O tempo da Justiça não corresponde a esses tempos, o que não significa dizer que quando actua não terá de ser tempestivo, sob pena de ser ineficaz. A lentidão da Justiça é um dos problemas mais graves dos sistemas judiciais actuais, com elevados custos sociais, políticos e económicos, o que poderá, por um lado, potenciar a criminalidade oculta, proliferar formas alternativas ilegítimas de resolução de conflitos, justiça privada e, por outro lado, criar um mau ambiente de negócios e a desjudicialização, colocando na esfera administrativa, e muitas vezes nas mãos de privados, matérias da exclusiva competência da jurisdição estadual.
A morosidade processual não deve ser confundida com a situação dramática da justiça criminal, quando esta não conseguir encontrar respostas no tempo e no espaço para a criminalidade violenta (homicídios vários, terríveis execuções físicas e desaparecimento de pessoas e mesmo crimes contra chefias e pessoas ligadas ao aparelho do poder). Neste contexto, a estrutura, o funcionamento e a missão da Polícia Judiciária deve ser repensada e reconfigurada, em termos técnicos e científicos, com métodos modernos e especializados quanto ao procedimento e estratégias de investigação criminal. Igualmente os serviços da informação da República e o Conselho de Segurança do Estado devem ser questionados quanto à especialização dos seus efetivos, e ser objeto de um retiro para análise e avaliação da missão antecipante e preventiva dessas instâncias, no contexto de ameaças internas e externas.
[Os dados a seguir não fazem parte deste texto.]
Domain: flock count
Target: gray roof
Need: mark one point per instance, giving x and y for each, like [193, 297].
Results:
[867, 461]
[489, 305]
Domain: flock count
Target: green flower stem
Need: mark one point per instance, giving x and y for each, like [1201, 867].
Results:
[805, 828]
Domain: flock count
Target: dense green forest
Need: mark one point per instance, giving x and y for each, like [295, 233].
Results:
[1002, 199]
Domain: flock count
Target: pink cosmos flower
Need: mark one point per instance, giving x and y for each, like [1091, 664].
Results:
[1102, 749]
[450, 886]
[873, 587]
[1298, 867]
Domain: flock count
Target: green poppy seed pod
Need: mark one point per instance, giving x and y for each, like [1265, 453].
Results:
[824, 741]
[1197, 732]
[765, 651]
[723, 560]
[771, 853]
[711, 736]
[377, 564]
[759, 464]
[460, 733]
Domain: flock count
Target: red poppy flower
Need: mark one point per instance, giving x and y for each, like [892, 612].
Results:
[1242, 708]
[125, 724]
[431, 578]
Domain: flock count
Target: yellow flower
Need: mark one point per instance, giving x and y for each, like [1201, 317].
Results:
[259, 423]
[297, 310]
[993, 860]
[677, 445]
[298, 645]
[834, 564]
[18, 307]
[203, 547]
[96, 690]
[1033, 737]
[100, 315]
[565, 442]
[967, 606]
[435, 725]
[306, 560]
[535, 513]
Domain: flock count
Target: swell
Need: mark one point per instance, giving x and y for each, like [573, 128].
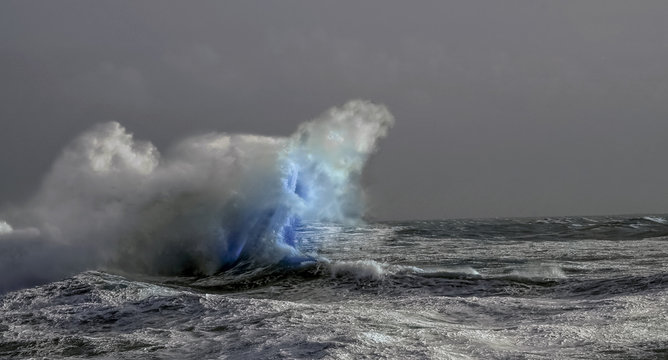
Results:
[206, 204]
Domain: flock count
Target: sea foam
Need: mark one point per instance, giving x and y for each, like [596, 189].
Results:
[208, 202]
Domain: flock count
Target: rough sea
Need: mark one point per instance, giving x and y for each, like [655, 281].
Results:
[529, 288]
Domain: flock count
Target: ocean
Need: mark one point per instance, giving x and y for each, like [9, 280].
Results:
[520, 288]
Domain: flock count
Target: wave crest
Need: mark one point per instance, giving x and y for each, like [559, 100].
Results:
[208, 202]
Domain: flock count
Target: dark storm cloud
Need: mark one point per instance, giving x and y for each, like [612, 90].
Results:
[503, 107]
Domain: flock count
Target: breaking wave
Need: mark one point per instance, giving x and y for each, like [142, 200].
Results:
[206, 204]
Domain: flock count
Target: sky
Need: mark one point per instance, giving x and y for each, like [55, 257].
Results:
[503, 108]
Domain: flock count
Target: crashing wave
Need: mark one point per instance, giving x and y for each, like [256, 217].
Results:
[207, 203]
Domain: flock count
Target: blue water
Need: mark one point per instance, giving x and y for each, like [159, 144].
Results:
[553, 288]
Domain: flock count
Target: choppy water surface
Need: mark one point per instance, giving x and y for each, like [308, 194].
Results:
[509, 288]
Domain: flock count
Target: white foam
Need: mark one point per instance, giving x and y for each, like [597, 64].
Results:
[209, 199]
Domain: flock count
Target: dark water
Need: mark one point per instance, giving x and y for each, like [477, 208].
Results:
[586, 288]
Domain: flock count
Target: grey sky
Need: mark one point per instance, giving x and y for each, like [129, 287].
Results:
[503, 108]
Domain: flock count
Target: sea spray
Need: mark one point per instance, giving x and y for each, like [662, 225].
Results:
[207, 203]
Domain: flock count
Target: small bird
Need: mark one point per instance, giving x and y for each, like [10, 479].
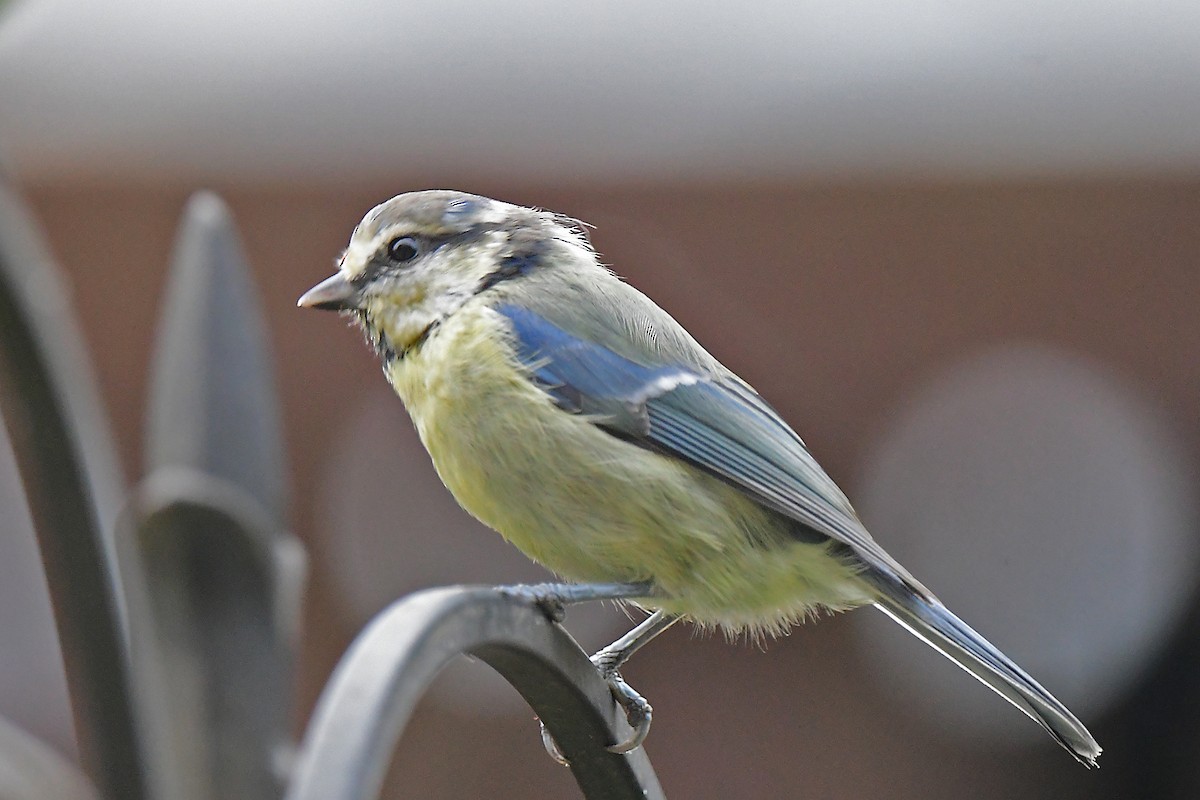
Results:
[568, 411]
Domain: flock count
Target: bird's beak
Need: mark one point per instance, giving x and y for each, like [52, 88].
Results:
[335, 293]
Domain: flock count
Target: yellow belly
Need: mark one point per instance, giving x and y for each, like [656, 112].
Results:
[593, 507]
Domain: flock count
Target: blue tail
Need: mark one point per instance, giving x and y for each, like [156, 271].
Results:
[935, 625]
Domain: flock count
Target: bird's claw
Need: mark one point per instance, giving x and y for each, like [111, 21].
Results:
[639, 714]
[551, 746]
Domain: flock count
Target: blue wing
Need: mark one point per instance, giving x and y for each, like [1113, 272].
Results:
[715, 422]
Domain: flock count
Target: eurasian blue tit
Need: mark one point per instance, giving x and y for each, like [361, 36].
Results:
[568, 411]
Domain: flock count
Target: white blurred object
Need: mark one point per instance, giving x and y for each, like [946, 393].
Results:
[389, 528]
[1043, 501]
[622, 89]
[31, 770]
[33, 681]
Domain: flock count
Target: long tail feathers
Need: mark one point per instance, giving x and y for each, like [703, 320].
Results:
[935, 625]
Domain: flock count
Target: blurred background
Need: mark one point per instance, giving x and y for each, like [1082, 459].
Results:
[957, 245]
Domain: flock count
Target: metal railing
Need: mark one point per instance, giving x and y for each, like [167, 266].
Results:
[178, 602]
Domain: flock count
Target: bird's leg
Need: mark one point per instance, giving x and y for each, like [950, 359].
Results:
[553, 597]
[609, 661]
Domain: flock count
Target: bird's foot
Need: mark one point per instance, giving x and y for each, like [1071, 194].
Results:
[639, 714]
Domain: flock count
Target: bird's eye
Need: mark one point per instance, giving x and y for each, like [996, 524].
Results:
[402, 250]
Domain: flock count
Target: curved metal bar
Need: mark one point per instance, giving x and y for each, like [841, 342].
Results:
[72, 487]
[369, 699]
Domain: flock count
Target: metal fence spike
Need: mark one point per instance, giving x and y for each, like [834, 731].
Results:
[223, 575]
[72, 486]
[213, 403]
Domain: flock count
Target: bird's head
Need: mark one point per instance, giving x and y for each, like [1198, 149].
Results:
[415, 259]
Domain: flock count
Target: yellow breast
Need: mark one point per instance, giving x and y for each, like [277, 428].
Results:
[594, 507]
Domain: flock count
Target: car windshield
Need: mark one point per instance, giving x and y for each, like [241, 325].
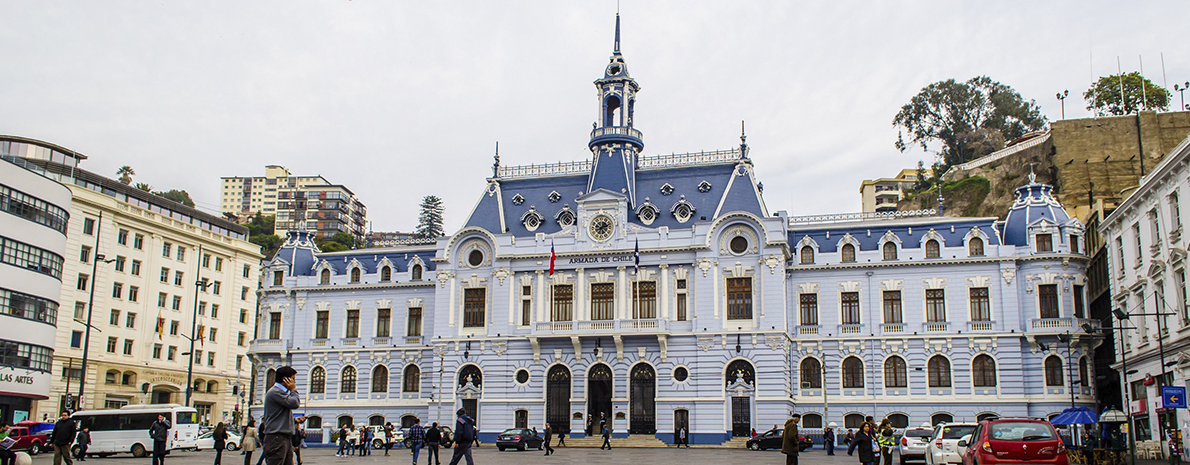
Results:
[1021, 432]
[956, 432]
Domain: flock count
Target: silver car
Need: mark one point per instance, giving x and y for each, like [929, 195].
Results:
[913, 444]
[944, 447]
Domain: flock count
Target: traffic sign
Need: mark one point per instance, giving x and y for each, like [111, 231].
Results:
[1173, 396]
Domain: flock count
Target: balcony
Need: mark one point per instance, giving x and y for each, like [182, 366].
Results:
[269, 346]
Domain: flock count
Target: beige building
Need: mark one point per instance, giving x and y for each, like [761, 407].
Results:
[881, 195]
[144, 301]
[299, 202]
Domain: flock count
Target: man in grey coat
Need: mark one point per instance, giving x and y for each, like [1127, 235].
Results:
[277, 422]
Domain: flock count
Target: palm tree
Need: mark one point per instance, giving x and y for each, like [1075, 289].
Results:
[125, 174]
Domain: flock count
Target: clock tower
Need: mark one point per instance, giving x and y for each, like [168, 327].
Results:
[614, 143]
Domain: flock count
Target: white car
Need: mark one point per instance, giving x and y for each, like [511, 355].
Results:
[944, 446]
[207, 441]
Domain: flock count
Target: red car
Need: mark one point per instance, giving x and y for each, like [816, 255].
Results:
[1014, 441]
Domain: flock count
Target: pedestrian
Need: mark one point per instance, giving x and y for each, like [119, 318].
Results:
[343, 441]
[248, 442]
[433, 437]
[464, 434]
[277, 422]
[160, 433]
[82, 440]
[220, 437]
[887, 440]
[417, 438]
[865, 442]
[791, 444]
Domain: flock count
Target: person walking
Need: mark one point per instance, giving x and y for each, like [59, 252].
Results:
[160, 433]
[248, 442]
[82, 440]
[279, 423]
[220, 437]
[791, 444]
[433, 437]
[417, 438]
[549, 435]
[865, 442]
[464, 434]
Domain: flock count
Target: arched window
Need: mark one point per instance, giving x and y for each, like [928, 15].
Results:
[812, 374]
[896, 374]
[380, 379]
[852, 372]
[849, 253]
[975, 247]
[939, 371]
[348, 381]
[932, 249]
[1053, 370]
[983, 371]
[318, 381]
[411, 381]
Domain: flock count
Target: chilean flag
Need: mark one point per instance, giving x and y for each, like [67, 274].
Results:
[552, 257]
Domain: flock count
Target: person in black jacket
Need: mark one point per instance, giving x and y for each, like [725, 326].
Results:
[864, 441]
[63, 437]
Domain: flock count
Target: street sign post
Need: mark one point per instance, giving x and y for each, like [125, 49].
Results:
[1173, 396]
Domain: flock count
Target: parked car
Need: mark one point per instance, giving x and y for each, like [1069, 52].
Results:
[913, 444]
[26, 440]
[774, 439]
[944, 446]
[207, 440]
[520, 439]
[1015, 440]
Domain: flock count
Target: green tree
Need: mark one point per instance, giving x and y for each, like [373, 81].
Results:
[125, 174]
[180, 196]
[430, 220]
[1103, 96]
[966, 118]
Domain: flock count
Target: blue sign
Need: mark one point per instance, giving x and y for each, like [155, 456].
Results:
[1173, 396]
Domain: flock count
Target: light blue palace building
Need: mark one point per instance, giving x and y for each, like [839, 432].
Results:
[539, 312]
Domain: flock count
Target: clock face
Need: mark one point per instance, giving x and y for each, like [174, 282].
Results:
[601, 227]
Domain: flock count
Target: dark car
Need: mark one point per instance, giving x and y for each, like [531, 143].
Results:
[519, 439]
[774, 439]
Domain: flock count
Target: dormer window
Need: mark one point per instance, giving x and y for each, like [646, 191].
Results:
[1044, 243]
[932, 249]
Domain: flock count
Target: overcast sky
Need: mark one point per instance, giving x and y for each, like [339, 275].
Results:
[399, 100]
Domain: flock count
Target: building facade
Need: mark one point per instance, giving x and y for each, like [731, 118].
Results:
[132, 266]
[299, 202]
[1146, 252]
[33, 238]
[656, 293]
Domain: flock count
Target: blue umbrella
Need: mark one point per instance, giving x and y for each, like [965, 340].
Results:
[1076, 415]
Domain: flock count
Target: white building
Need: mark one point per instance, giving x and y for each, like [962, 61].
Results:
[1147, 245]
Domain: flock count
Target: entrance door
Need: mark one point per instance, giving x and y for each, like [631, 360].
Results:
[599, 397]
[741, 418]
[644, 383]
[557, 398]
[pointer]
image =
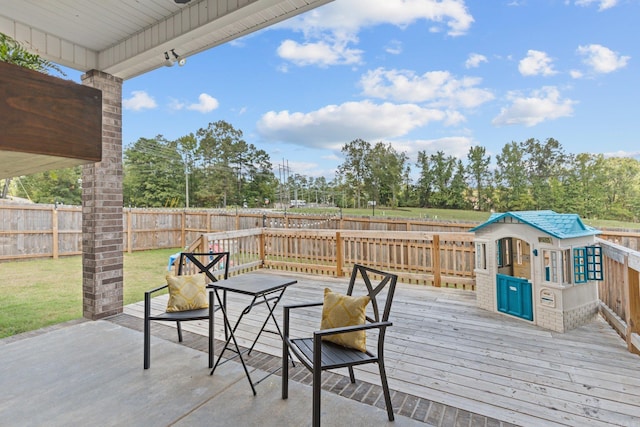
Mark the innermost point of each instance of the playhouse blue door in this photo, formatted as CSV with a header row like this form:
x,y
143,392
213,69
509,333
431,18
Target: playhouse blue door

O ponto de vista dos diferentes interesses em causa, como o da vítima, o da polícia, o do Ministério Público, o do arguido ou ainda o do tribunal, pode influenciar a definição dos limites do tempo do processo. Compreender a morosidade implica identificar os principais fatores de bloqueio ao normal funcionamento do processo nas várias fases em tramitação, a sua morfologia de tramitação, a sua complexidade, o seu quadro legal e a prática judiciária.
Outra face dramática da justiça criminal, mas já no contexto da morosidade, são as prescrições, traduzindo o confronto do sistema judiciário com o limite do seu não funcionamento, gerando indignação social por deixar impune o autor do crime.
O debate sobre o estado da Justiça em Cabo Verde não deve ser indiferente a esse olhar técnico.
Espero ter contribuído, desta forma, para o debate da cidadania.
Felix Cardoso - Magistrado do Ministério Público,
Mestre em Ciências Jurídico Forenses pela Universidade de Lisboa
Texto originalmente publicado na edição impressa do Expresso das Ilhas nº 940 de 04 de Dezembro de 2019.